By closed I mean not available for free use and distribution, for example in open source projects which can't pay any royalties. May be saying free format would sound more clear, since you are right, closed is a bit ambiguous, as it can also mean a format without published specification which needs to be reverse engineered to be used.
Also, I don't think that H.264 forbids only commercial use. Can you freely distribute their decoders and encoders? What about putting them in hardware for non commercial use?
The fine print of H264 says as a consumer you can implement the codec without paying a license fee for non commercial personal use. That does, however, mean all the free implementations like in FFMPEG are liable because since they are open sourced they are not restricted to consumer use.

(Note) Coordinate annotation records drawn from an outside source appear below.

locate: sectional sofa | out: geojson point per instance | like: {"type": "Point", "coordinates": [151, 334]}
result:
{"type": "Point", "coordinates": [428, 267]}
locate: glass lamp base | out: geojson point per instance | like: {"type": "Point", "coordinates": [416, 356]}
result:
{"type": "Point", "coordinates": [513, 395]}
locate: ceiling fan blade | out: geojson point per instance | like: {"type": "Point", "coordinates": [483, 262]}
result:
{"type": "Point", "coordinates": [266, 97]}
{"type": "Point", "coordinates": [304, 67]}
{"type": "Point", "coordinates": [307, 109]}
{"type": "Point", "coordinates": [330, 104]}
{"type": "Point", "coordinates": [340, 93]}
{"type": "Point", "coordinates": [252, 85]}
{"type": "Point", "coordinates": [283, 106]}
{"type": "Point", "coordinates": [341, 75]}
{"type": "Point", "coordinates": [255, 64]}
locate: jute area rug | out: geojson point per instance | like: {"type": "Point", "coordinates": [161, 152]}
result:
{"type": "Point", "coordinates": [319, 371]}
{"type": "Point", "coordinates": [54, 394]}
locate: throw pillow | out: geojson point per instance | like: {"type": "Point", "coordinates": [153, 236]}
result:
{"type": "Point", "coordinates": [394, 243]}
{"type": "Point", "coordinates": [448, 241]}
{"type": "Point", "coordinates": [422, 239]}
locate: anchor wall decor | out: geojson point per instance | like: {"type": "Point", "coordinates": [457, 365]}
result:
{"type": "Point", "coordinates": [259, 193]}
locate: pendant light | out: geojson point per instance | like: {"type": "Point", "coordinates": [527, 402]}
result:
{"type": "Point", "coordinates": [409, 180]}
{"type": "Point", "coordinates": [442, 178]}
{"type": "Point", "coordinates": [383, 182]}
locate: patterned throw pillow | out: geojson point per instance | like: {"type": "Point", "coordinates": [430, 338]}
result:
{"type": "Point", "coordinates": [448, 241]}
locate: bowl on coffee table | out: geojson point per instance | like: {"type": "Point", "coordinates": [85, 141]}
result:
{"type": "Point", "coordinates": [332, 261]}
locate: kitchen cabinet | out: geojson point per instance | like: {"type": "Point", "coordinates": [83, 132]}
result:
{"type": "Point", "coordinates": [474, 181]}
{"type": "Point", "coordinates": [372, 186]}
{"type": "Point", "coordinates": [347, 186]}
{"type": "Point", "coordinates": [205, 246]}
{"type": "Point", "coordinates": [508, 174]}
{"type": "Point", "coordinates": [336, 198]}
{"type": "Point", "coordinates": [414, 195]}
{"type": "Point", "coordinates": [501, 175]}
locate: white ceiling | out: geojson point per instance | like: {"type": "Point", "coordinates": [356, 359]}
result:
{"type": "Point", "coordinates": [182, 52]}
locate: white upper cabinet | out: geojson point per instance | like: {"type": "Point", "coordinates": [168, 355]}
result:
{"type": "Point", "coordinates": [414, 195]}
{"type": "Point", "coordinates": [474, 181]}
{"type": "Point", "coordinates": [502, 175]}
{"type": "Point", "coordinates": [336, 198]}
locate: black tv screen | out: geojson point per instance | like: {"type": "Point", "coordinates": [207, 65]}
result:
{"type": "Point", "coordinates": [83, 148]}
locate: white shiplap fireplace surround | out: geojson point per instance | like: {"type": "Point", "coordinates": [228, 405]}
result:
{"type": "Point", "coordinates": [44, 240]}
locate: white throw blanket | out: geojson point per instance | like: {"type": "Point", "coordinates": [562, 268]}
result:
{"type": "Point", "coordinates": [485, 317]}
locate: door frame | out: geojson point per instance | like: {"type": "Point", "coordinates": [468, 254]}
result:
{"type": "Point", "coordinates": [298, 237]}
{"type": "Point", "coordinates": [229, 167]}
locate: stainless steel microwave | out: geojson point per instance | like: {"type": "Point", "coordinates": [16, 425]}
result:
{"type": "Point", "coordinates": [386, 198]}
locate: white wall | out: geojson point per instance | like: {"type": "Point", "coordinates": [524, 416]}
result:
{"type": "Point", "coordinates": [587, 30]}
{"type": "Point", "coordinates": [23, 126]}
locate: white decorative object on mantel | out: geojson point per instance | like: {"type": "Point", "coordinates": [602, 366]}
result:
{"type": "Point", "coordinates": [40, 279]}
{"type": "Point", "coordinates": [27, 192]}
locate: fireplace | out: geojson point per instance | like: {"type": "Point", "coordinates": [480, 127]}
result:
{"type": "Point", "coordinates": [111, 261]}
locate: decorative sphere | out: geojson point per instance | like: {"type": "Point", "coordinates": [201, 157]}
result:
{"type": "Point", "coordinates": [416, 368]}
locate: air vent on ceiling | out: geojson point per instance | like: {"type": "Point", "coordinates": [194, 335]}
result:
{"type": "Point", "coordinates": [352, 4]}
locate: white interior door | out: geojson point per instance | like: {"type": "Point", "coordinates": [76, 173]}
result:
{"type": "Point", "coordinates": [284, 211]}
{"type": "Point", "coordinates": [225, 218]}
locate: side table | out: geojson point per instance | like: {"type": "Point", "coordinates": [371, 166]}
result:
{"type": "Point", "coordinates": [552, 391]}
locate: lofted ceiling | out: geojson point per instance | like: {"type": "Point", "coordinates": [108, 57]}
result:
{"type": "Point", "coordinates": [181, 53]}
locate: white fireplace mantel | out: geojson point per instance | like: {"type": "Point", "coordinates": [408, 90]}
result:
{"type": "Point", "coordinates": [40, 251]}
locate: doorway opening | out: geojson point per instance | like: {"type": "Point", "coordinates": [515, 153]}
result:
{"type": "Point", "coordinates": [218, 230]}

You keep bashing anything not h.26x in multiple threads. MPEG-LA threatened to assemble an anti-VP8 patent pool ages ago, and that has yet to materialize. Show us the goods, and give a really darn good reason why the ideals behind wanting a royalty-free codec don't matter.
> Open source projects can't pay royalties. But people who use them can be forced to.
That's right, and that's the reason to avoid any closed codecs.
> The idea that VP8/VP9 will gain traction and remain royalty free is laughable.
What's laughable? VP8 remains royalty free. VP9 will as well. In practice you can never guarantee that some submarine patent troll won't appear tomorrow to threaten you. But the same perfectly applies to H.264/H.265 so your argument is irrelevant, since such threat applies to virtually anything, but it doesn't mean one should stop innovating because of it.